Im Kern geht es um Fragen, die das Funktionieren als Pastoralraum betreffen. Dabei dreht es sich zu einem grossen Teil um die Finanzen und das Personal. Ebenso regeln wir im Verband wie wir als einzelne Kirchgemeinden zusammenarbeiten. 

Was bedeutet Finanzverantwortung konkret?

Unser Auftrag ist es sicherzustellen, dass die Steuergelder unserer Kirchgemeindemitgliedersinnvoll eingesetzt wird. Konkret: Der Vorstand genehmigt ein Globalbudget, über das der Pastoralraum in den einzelnen Budgetpositionen verfügen kann. Wie viele Stellen und welche Projekte finanziert werden, legen wir gemeinsam rund zwei Jahre im Voraus fest.

Im Verband arbeitet ihr mit Ressorts. Wie funktioniert das?
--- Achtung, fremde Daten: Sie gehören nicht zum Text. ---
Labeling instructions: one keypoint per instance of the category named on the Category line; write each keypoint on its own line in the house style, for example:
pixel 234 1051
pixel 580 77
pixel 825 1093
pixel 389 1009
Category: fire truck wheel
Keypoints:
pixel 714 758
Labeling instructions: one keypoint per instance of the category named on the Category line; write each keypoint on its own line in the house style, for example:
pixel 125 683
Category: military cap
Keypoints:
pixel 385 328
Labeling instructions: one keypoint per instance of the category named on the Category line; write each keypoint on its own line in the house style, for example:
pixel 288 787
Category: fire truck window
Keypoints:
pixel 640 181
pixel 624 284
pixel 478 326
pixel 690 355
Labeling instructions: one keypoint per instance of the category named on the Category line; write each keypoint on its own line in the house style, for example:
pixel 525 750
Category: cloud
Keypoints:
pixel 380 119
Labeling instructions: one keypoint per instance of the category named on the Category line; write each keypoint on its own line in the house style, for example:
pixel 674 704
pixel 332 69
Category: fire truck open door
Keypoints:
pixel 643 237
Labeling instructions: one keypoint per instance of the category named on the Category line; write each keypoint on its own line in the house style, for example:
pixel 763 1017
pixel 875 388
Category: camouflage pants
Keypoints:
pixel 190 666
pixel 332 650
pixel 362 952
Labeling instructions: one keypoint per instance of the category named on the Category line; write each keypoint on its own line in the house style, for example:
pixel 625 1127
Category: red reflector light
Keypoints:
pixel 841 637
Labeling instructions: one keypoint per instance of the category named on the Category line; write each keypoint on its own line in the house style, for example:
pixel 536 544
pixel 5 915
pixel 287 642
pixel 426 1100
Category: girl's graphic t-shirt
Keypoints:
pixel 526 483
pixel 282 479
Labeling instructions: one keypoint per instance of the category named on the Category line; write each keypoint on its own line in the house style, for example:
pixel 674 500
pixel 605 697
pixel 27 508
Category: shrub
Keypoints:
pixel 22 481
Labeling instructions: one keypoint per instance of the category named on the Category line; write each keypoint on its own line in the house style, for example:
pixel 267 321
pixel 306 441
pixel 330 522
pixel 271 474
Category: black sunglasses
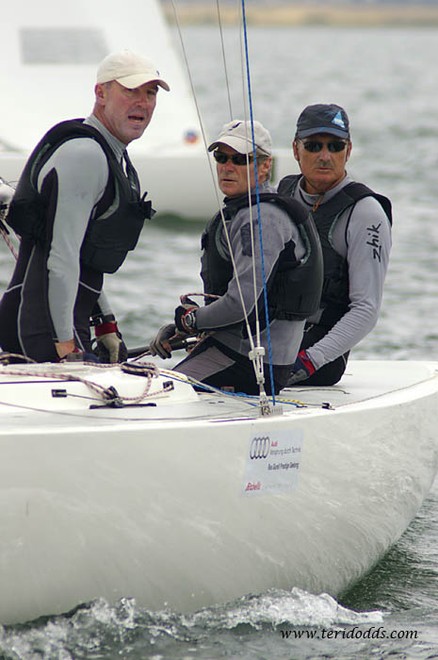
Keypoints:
pixel 236 159
pixel 315 147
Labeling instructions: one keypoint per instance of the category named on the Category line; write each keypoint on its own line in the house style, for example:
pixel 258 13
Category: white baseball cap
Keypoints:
pixel 237 134
pixel 130 70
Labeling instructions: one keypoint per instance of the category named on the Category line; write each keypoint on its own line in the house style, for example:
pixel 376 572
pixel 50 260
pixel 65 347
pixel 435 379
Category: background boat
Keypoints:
pixel 50 52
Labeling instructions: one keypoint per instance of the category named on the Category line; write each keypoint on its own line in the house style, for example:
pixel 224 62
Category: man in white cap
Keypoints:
pixel 78 210
pixel 292 272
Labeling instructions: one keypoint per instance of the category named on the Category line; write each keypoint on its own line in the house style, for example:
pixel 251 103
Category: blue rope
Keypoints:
pixel 257 191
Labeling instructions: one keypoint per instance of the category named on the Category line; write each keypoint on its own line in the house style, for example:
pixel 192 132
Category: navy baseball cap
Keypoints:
pixel 323 118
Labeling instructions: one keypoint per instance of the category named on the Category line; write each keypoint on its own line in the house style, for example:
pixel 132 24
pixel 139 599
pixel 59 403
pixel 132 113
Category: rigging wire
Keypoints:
pixel 256 351
pixel 257 195
pixel 224 59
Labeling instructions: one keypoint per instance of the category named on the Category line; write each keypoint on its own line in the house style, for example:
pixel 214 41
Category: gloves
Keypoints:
pixel 302 369
pixel 160 344
pixel 110 345
pixel 185 316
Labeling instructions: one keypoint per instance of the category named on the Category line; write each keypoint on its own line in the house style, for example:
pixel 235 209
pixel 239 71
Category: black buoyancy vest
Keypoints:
pixel 294 287
pixel 116 221
pixel 335 297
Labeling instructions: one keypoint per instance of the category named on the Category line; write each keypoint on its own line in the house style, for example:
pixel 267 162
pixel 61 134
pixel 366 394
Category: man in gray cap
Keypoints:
pixel 354 224
pixel 78 210
pixel 231 247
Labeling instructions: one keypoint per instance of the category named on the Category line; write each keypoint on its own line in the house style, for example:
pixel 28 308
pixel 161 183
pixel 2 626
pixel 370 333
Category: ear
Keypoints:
pixel 99 93
pixel 264 169
pixel 295 150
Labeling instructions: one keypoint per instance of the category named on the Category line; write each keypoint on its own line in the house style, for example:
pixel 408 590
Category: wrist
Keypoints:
pixel 307 362
pixel 105 328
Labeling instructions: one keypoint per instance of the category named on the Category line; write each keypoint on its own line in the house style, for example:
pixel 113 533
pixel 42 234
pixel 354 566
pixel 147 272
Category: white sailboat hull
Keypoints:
pixel 161 503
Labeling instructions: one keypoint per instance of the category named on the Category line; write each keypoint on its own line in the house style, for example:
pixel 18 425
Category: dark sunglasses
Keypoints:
pixel 236 159
pixel 315 147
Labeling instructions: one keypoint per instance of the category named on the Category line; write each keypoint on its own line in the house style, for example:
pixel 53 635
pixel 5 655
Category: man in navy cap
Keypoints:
pixel 354 224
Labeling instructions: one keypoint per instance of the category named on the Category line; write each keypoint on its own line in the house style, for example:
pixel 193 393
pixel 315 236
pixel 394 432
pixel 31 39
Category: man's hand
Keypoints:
pixel 160 344
pixel 63 348
pixel 110 345
pixel 302 369
pixel 185 317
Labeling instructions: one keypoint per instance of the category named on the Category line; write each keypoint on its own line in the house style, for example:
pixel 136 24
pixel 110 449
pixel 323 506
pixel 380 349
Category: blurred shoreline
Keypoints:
pixel 348 15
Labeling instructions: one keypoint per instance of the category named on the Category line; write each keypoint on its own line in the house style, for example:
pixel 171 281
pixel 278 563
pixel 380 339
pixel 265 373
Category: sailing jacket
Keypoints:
pixel 115 222
pixel 335 299
pixel 294 286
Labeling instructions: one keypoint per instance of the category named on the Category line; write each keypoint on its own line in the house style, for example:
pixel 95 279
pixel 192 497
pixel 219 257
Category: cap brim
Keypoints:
pixel 323 129
pixel 139 79
pixel 241 145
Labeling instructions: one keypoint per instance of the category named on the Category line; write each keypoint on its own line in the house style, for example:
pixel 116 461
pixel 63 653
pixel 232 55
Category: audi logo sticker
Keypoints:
pixel 260 447
pixel 273 462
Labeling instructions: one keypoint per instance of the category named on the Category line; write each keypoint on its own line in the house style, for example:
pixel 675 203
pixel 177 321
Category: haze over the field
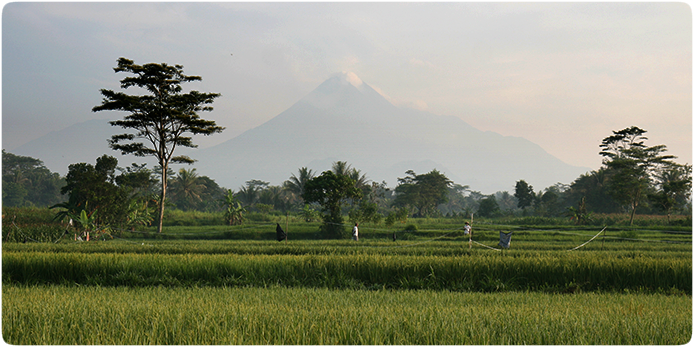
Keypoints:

Vor gut einem Jahr haben wir die Ressortstruktur verfeinert. Heute gibt es unter anderem dieRessorts für Kommunikation, Soziales, IT oder Jugend. Die Idee dahinter ist, dass Anliegen aus dem Pastoralraum im Vorstand eine klare Ansprechperson haben. Das ist keine operative Funktion – es geht darum, Themen strategisch zu begleiten und dafür zu sorgen, dass sie im Vorstand verstanden und mitgetragen werden. Mit der neuen Organisationsstruktur im Pastoralraum werden wir diese Ressorts wohl nochmals überdenken.

Die Kirchensteuereinnahmen werden langfristig zurückgehen. Wie bereitet ihr euch darauf vor?

Wir sind gut unterwegs, was mich beruhigt. Eine Arbeitsgruppe hat die Finanzen grundlegend analysiert. Kurzfristig und bis auf mittlere Sicht stehen wir im grünen Bereich. Aber wir nutzen diese Zeit, um Mechanismen zu entwickeln: Wie reagieren wir, wenn die Mittel knapper werden? Welche Entscheidungsprozesse brauchen wir dann? Das Ziel ist, dass wir nicht aus der Not heraus handeln müssen.

Finanzfragen führen manchmal zu Spannungen. Wie geht ihr damit um?

Das ist so und das ist auch normal. Um Geld wird in Familien gestritten, in Unternehmen – warum sollte das in der Kirche anders sein? Ich finde, man darf Konflikte nicht schönreden, aber man sollte sie auch nicht dramatisieren. Wichtiger ist, dass wir bereit sind, unterschiedliche Meinungen auszuhalten, sie offen auszutragen und am Ende gemeinsam weiterzugehen. 

Welche Themen stehen in der kommenden Legislaturperiode an?

Ein grosses Thema ist die Organisationsentwicklung im Pastoralraum, die wir begleiten. Das fordert uns heraus, uns als Verband so aufzustellen, dass wir die Pastoralraum-Leitung optimal unterstützen können. Ich finde das eine spannende Aufgabe – wir müssen keine verstaubte Struktur am Leben erhalten, sondern können uns weiterentwickeln. Daneben bleibt die langfristige finanzielle Ausrichtung ein zentrales Thema.

Wie können sich Kirchgemeindemitglieder einbringen?

Ganz einfach: ansprechen, und zum Beispiel bei einem Apéro ins Gespräch kommen. Wir freuen uns über Rückmeldungen – was nicht gefällt, aber noch lieber, was gut ankommt. Wer lieber schreibt, kann uns auch per Mail erreichen.